The other day my friend Martin was telling me a story about some friends of his from London that were visiting Montreal. One day he took them for a walk and one of the Brits screamed out with a big smile, “Oh my God! It’s the Freddy Krueger bus!” when they saw one of the city’s yellow school buses pass by. I got such a kick out of that and it got me thinking: why are school buses yellow?
Growing up in the Ottawa Valley, both my elementary school and high school were located in the largest population radius of any other school system in Canada. This meant that the kids who boarded my school bus first (i.e. in the outskirts of Matawatchan at approximately 7:30am) had the longest bus ride of any other student in the country. I boarded at 8:15am and arrived at Eganville District Public School at 8:30am, and from September 1989 onwards I stayed on the bus a bit longer to arrive at Opeongo High School at around 8:45am. Joey McMahon was our bus driver and he’s still going strong. In some cases, Joey has been the school bus driver for 3 generations of children.
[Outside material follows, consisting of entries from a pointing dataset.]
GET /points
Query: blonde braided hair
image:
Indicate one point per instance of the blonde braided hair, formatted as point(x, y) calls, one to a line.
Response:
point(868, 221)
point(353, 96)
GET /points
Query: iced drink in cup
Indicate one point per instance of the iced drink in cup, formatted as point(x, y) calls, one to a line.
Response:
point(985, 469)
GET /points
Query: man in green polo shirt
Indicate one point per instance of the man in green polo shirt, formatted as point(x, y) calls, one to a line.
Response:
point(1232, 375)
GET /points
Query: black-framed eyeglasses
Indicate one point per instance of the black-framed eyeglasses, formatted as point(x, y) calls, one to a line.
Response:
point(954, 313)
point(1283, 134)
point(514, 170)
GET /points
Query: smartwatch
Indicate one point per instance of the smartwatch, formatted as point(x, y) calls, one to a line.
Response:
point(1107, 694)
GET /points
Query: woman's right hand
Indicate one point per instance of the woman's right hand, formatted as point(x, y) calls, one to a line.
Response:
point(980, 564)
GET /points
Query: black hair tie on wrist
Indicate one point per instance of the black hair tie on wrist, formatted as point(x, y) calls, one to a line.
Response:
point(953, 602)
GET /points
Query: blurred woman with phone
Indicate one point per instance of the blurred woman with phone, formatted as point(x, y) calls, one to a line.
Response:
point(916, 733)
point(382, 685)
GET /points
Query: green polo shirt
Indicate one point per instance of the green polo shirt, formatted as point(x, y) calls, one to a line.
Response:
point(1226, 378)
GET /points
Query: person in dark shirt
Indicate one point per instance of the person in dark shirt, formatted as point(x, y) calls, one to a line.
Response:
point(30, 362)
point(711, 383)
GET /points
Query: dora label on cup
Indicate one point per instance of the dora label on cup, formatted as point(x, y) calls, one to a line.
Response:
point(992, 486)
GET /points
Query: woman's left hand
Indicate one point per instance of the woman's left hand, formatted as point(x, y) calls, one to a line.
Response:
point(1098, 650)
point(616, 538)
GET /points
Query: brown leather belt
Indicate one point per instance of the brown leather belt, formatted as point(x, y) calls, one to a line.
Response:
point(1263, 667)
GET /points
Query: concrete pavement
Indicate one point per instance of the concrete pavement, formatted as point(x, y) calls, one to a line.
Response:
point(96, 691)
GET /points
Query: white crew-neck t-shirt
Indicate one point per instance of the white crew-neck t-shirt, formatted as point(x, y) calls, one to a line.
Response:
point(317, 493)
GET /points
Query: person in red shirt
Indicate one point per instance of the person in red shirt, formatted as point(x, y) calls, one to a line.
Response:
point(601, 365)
Canadian students generally spend 190 days at school every year, so that means I’ve spent 2,850 days in elementary/high school, and spending one hour total on that yellow school bus everyday means I’ve spent 2,850 hours (119 days) on the Freddy Krueger shuttle.
The yellow color used for North American school buses actually has a copyrighted name: “National School Bus Chrome™” and was established as such in 1939. In April of that year, Dr. Frank Cyr, a professor at Teachers College of Columbia University in New York, organized a conference that established school-bus construction standards for the United States and Canada. The officials approved the standardized use of the “California Top” design which featured a slightly curved reinforced metal roof, with windows separated by pillars at regular intervals (and each window was adjustable by the use of a latching mechanism). The fundamentals of this design have remained virtually unchanged over the past 80 years. One of the standards set during this conference was the benchmark color of yellow, and it became known officially as “National School Bus Chrome™.” The color was selected because black lettering on that hue was easiest to see in the semi-darkness of early morning. Since then, the name has been changed to “National School Bus Glossy Yellow™.” The conference met for seven days and the attendees created a total of 44 standards, including specifications regarding body length, ceiling height and aisle width for the buses. Paint experts from DuPont and Pittsburgh Paints participated. Dr. Cyr’s conference, funded by a $5,000 grant from the Rockefeller Foundation, was also a landmark event inasmuch as it included transportation officials from across North America, as well as specialists from school-bus manufacturing and paint companies. The color was adopted by the National Institute of Standards and Technology as Federal Standard No. 595a, Color 13432.
The conference approach to school bus safety (as well as the yellow color) has endured into the 21st century, and Dr. Cyr became known around the world as the “Father of the Yellow School Bus.”